Its the phone i'd be looking at if i were wanting a cell phone.Problem i have with cell phones is i'd never use it.
Off to Batteries Plus I go, and yes, they had the battery to keep my dumb phone, hopefully, running another 4 years!
I just "updated" to a 3 or 4 year old phone from my DIL. The last phone that almost survived being run over by a truck and trailer had the battery replaced twice in six years from an online shipper. I did a random search and found a battery for $3.85 including shipping. No paperwork with the shipment, no problem.
The nice thing about the dumb flip cellphone is that the battery lasts for a long time. When my husband temporarily lost his old flip cellphone, I bought him a smartphone but once he got the old one back, he refused to use the new one. Not only that the battery does not last as long but also that he finds no need to use all the fancy features. He also does not want having to learn to program the new phone (He had a graduate degree in computer science and had a career as a programmer/software engineer!).

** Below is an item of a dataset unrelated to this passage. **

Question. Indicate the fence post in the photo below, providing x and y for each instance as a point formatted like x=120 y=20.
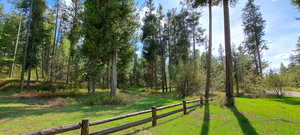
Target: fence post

I has a smartphone mainly as an internet backup when we need to access the web and in a no wifi area. I have to carry a backup battery + wall/car charger everywhere. I totally agree that my husband should keep the old phone. We bought a backup battery for it just in the case the current battery no longer holds charge & hope that it will last a long time.
We only use the cellphones while traveling so we don't need to have unlimited minutes/data. We have been using prepaid PagePlus Cellular minutes. PPC uses the same Verizon network so the coverage is very good (we have never had connection problems even in remote areas in the US and PR). The cost is only $10 for 100 minutes which is good for 120 days (or ~ $2.5/month!). The unused minutes rolled over when we refill before the expiration date so each of our phones now has thousands of minutes!
My problems with getting a smartphone is paying, not only for the phone, but for the service. I'm at home all the time caring for my nearly-90 mother, so I'm rarely ever away from my computers. So I hardly need computer access on my phone. I pad $36 a month for two dumbish phones (text and camera but no internet access) from Consumer Cellular for a long time. My mother never goes anywhere alone anymore (and she never texted or used the camera on hers a single time), so canceled her phone. And I never used the minutes on mine, so got that reduced, too. I'm down to $15 a month now. But I still pay too much for my in-home internet access considering how slow it sometimes is.
The battery on my 4-year-old dumb phone was finally going out, a few weeks ago, so I went to Sprint to buy a new battery. "Sorry, we don't make those anymore! ...Off to Batteries Plus I go, and yes, they had the battery to keep my dumb phone, hopefully, running another 4 years!
You should have bought 2 or 3 of them. If it was hard to find now, imagine in another few years...
I use nothing but an LG flip phone, put out by TracFone. I buy minute cards at Wallyworld. When my original battery got hard to keep charged, I went on ebay and bought 6 new ones. Just to be crazy, I also bought 2 more of the same model phones as the one I have. So now I have 2 new (unactivated) spare phones.
Did you see, a few years back, where they handed some kids a dial phone that we were all using 15-20 years ago, and the kids could NOT figure out how to dial anything on it? You mean, there are phones out there that the kids can't figure out? Yep, the ones we all knew how to dial by age 3!